Do you discipline for bad ones?

Update:

There's no BA, everyone has their own method. I was curious. Enjoy voting!

Comments

  • Good report cards can lead to potential scholarships. That itself is a reward. Kids should not get paid for doing well in school. If you start, they'll stop because they'll want more money.

  • A good grade is its own reward. Getting rewarded for something that is expected of you can lead you to want rewards for everything - and make you resentful when there is no reward given. So, yes, it's the minimum expectation.

    Bad grades. Well, if the child is engaging in activities that distract them from their studies, then those activities need to be taken under control. Taking away privileges is a good way to get the child to understand that poor work performance can lead to more than just bad grades. Imagine someone only half-heartedly doing their job: he/she will be censured, if not fired. Teaching bad consequences come when work is neglected is therefore a healthy thing. However, if the child is really trying his/her best, then it's time to find extra help through a tutor or a doctor (for a learning disability).

  • We plan on "rewarding" good grades to reinforce that we expect that of them. By reward, I mean things like a special supper or an extra privilege. Not so much material rewards.

    I will not discipline for bad report cards UNLESS it is because they simply were not giving it any effort. As long as they are doing their best and their best happens to earn them a D, then at least they are trying. I will however hire a tutor for them if that's the case.

  • I think good grades should be recognized, not rewarded. Getting an "A" and the feeling of pride they (should) have is the reward for their hard work. A "good job" and going out for pizza is proper recognition. The goal, especially when it comes to school, should be internal motivation, not external motivation.

    I would discipline for bad grades if they came from not doing homework, not studying, not trying, etc.

  • My parents belief and mine is that school is their job and the report card their paycheck and is one way they contribute to the household. There for we do not reward good grades because that is what you are supposed to get. Now bad ones get some punishment (call it disciplinary action or corrective action like at work) Nothing like being grounded or anything unless they cut school and did not even try. More like no TV or reduced TV during the week the same for computer etc so that they can focus on school. You need to cut back on the extras and focus on your many job which is school. That includes sports and other extrcirculat

  • I reward specific marks that I know were worked hard for. Our daughter was never good at math and if she got over 70% we knew she worked hard at it and got a treat for it. However, the boys both need to get a least an 80-85% in math before they got a treat because they were good at it and a 70% just showed laziness on their part.

    Not everyone is going to be good at everything but everyone should do their best at everything.

    I try to reward extra effort, at genuine attempts to improve more than the mark itself.

    And yes they would be in trouble if they got a crappy mark in something I knew they were good at.

  • I check my son's grades weekly online so I am not surprised when report cards come. We do not reward for good grades, they are expected in my house. The worst grade my son has ever received was a C and he was told that we expected him to do better but he was not disciplined.

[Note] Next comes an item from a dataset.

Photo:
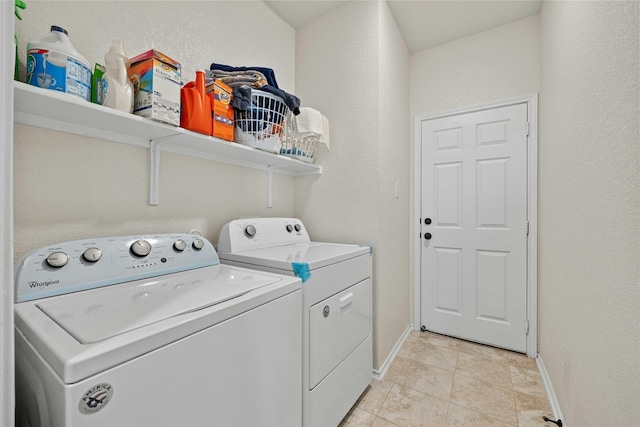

  • I don't give her money, but I buy a small gift, like last year she got a tiny book about fairies.

    So far her report cards have not disappointed. I keep an eye on how her school work is going throughout the term and keep in touch with her teacher, so I'd like to hope I would catch it if something was amiss, before it got out of hand.

  • Positive reinforcement is most effective. When I didn't get praised for my good grades but diciplined for other things my grades dropped.

    Since you get paid money in the real world for hard work, I think money is a good way to reward them. for example, $10 for every A, $5, for every B, nothing for C, Lose $5 for a D, and Lose $10 for an F and if they are in the Negative, most certainly make them work it off with chores. That's how things kind of go in the work world.

  • I reward. Do a minimum reward and based on the age. I mean, dont spend four hundred dollars at disneyland to a eight yr. old. But just token of appreciation. A movie, or a toy under twenty or thirty bucks. Take him/her somewhere they have been wanting to go that is cost friendly. I stress cost friendly because it is something they are expected to do, but appreciated when done. Its the simple things that mean alot.